Keywords: Isma‘ili Law, Tayyibi, Zaydi, Imami, Fatimids, Qadi al-Nu‘man, Da‘a’im al-Islam, Kitab al-idah, isnad, hadith, ahl al-bayt, Imam Ja‘far al-Sadiq, Imam Muhammad al-Baqir.

 

This paper was delivered at the Congress of the American Oriental Society in Santa Barbara in March 1974. In it, Wilferd Madelung presents his exhaustive research into the origins and sources of a monumental document that was considered lost to history; the Kitab al-idah, Qadi al-Nu‘man's first legal work - a vast collection of legal traditions transmitted from the family of the Prophet (ahl al-bayt), indicating their points of consensus (ijma‘) and conflict (ikhtilaf) and elucidating what was firmly established doctrine in them with evidence and proofs. This article provides an invaluable resource for academics and students of Islamic studies and related fields.

Author

Wilferd Madelung 1930-2023

Professor Wilferd Madelung

A leading contemporary Islamicist, Professor Wilferd Madelung has made significant contributions to modern scholarship on mediaeval Islamic communities and movements, including Twelver Shi'ism, Zaydism and Ismailism. Educated at the Universities of Cairo and Hamburg, he became Professor of Islamic Studies at the University of Chicago in 1969 and the Laudian Professor of Arabic at the University of Oxford from 1978.
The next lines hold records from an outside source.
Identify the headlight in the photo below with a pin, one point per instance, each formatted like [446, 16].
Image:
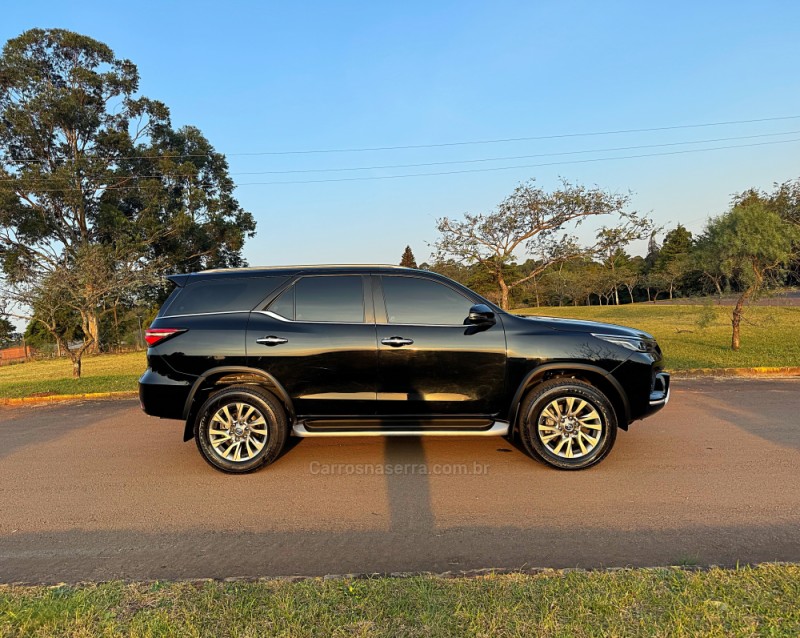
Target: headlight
[631, 343]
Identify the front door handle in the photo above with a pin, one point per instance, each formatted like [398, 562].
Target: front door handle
[396, 342]
[272, 340]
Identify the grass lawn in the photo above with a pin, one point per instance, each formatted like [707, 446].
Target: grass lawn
[770, 335]
[648, 602]
[101, 373]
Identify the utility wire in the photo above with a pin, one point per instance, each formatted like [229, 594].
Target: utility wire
[474, 170]
[441, 145]
[506, 168]
[451, 162]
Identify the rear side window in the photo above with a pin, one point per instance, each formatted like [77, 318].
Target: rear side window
[222, 295]
[323, 299]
Among his recent publications are Religious Schools and Sects in Mediaeval Islam (London, 1985), Religious Trends in Early Islamic Iran (Albany, NY, 1988), Religious and Ethnic Movements in Mediaeval Islam (Hampshire, 1992), The Succession to Muhammad: A Study of the Early Caliphate (Cambridge, 1997), and with Paul E. Walker An Ismaili Heresiography (Leiden, 1998). He has contributed extensively to The Encyclopaedia of Islam, Encycopaedia Iranica of which he is also a Consulting Editor, and learned journals.